Oltre alle aziende che chiudono, il boom sta mettendo nei guai anche quelle che figurano tra i loro fornitori. Giuliano Secco, un piccolo imprenditore veneto nel settore della moda, racconta di essere incappato in ben otto concordati. Il più clamoroso è quello del maglificio trevigiano Magreb: «Con la crisi ha iniziato a pagare le forniture a singhiozzo. Quando il debito era arrivato a 100 mila euro, ci ha proposto una cambiale da presentare in banca, dicendo che l’avrebbe saldata entro un anno. A pochi giorni dalla scadenza, però, ha aperto il concordato e le banche hanno chiesto a noi di coprire il debito delle cambiali scoperte». Secco è riuscito a rientrare fra i creditori privilegiati, e dei suoi soldi spera di rivederne la metà. «Ma altri artigiani non ce l’hanno fatta e riavranno solo il 10 per cento di quanto spetterebbe loro», spiega. Alberta Marniga, proprietaria di una piccola impresa che produce nastri di metallo, la Euroacciai di Brescia, quando sente parlare di concordato si mette subito sul chi vive: ben 20 tra i suoi clienti ci sono finiti, causandole un buco da 2,5 milioni. «Il disastro del concordato in bianco è l’ennesimo delle varie riforme che si sono susseguite. Chi lo fa cancella i debiti, che ricadono sui fornitori. E ne esce pulito», dice. Anche stanare i furbi è difficile: «Ho aperto un procedimento penale contro un cliente che aveva avviato il concordato e intestato la ditta ai genitori. Ma ho perso».
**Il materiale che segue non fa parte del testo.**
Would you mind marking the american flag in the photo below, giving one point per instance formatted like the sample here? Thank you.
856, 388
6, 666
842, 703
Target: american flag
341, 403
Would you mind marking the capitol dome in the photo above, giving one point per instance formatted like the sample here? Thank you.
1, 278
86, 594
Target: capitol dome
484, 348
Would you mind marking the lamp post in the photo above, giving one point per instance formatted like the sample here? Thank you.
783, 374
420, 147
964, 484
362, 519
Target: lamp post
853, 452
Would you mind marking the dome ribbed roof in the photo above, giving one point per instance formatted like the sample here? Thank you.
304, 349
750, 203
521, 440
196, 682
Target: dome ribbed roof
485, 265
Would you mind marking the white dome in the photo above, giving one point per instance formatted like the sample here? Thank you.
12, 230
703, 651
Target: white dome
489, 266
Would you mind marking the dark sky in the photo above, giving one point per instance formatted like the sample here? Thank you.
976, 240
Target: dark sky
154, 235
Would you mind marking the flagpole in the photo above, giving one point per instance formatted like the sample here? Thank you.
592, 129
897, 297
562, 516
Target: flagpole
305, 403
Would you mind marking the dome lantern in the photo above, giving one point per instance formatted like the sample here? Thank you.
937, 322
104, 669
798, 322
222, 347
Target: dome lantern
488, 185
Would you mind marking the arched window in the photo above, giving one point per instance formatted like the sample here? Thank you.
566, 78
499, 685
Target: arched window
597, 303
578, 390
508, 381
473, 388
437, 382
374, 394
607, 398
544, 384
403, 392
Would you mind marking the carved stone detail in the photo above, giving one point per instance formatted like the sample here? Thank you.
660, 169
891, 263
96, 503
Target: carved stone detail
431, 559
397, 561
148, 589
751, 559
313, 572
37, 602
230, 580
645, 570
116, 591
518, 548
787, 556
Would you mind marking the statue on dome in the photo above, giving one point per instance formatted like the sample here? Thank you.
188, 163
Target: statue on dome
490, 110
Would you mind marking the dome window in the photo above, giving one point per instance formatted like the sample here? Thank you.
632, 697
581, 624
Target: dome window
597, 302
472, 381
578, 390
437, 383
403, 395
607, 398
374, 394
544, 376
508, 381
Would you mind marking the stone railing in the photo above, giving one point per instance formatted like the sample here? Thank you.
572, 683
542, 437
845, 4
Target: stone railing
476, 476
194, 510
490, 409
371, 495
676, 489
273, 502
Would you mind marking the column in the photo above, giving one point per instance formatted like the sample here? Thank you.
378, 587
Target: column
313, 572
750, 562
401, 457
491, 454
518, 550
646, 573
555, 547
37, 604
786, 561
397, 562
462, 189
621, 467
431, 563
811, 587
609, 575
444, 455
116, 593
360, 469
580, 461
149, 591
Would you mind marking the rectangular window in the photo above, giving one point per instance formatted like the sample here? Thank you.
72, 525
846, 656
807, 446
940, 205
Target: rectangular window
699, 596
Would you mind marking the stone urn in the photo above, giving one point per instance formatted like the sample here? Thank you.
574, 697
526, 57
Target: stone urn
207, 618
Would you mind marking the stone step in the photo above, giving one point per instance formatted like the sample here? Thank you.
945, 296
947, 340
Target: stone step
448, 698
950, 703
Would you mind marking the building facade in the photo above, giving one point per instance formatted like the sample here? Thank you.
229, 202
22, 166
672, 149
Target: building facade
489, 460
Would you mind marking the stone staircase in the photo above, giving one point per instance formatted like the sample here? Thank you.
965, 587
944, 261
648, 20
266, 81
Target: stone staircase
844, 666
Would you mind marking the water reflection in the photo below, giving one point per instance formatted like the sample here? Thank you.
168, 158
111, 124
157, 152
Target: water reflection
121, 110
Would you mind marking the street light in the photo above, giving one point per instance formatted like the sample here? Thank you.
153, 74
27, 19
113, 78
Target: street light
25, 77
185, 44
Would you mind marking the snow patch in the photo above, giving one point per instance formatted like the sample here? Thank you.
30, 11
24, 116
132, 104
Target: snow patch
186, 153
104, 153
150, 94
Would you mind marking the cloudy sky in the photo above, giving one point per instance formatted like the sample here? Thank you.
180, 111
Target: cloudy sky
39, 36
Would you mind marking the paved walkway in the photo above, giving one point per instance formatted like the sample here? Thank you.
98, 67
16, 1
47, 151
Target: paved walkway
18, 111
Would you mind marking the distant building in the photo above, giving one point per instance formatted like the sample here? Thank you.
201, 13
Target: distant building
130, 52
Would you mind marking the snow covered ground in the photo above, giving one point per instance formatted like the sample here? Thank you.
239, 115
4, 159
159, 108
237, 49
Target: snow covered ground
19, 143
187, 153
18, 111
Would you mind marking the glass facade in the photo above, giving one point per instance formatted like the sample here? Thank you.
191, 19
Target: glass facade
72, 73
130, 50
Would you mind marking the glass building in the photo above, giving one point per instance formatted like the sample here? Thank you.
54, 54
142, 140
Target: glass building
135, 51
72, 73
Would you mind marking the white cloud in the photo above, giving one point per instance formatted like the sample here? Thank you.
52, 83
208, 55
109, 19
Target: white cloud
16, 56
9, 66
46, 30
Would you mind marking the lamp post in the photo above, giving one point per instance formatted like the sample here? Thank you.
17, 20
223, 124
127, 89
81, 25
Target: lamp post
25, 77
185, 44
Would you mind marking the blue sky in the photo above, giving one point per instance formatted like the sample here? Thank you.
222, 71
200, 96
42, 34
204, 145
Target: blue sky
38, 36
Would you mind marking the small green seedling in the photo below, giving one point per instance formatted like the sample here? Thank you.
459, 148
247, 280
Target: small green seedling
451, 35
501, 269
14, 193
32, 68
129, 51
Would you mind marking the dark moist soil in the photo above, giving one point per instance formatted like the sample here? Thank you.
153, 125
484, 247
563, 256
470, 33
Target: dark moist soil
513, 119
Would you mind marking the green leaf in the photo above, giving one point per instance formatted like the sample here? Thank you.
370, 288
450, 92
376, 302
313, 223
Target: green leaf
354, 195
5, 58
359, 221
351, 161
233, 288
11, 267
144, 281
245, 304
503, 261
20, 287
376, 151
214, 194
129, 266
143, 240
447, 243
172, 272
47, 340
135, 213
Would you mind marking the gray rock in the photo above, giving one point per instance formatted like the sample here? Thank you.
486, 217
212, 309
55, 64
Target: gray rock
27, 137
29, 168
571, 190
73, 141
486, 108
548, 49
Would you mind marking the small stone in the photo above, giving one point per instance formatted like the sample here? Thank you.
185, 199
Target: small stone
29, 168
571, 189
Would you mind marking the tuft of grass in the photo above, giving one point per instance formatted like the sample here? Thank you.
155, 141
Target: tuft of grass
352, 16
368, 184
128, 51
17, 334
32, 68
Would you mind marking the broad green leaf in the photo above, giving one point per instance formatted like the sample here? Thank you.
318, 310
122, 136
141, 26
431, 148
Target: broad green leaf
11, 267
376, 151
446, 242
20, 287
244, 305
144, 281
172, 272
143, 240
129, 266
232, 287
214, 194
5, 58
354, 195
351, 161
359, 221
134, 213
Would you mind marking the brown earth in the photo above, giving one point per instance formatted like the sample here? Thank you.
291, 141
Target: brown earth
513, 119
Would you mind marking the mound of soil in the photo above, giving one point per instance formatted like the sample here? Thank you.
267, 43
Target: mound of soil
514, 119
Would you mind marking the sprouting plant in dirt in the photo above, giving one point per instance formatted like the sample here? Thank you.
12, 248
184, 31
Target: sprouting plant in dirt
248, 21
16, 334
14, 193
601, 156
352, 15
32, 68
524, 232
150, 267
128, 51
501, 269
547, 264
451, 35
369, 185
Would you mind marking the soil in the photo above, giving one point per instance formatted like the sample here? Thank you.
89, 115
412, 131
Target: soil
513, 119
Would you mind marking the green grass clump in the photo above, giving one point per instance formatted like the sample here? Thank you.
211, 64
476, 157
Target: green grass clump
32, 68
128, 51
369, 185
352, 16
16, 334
Il perché di questi guai Roberto Fontana, giudice al Tribunale fallimentare di Milano, lo spiega con una serie di lacune normative che permettono a chi è già fallito di tirare avanti per anni, falsificando i bilanci, gonfiando il buco e assottigliando i beni che potrebbero risarcire i fornitori. Grazie ai vari passaggi previsti, invece, quando fa richiesta di concordato il proprietario può continuare a gestire l’azienda per un ulteriore anno. E magari stringere un accordo con le banche, che a differenza dei fornitori possono rivalersi sugli yacht e le case a Cortina. «Se fossero introdotti anche da noi gli strumenti di allarme esistenti in Francia e Germania, tutti si accorgerebbero subito che un’azienda è in difficoltà. E il rischio di fallimento emergerebbe quando i danni possono essere limitati», spiega. Risultato: nel gorgo del crac spariscono, tra l’altro, anche i contributi destinati a Fisco e Inps, che per i soli fallimenti in atto a Milano superano i 5 miliardi. Altro che Imu.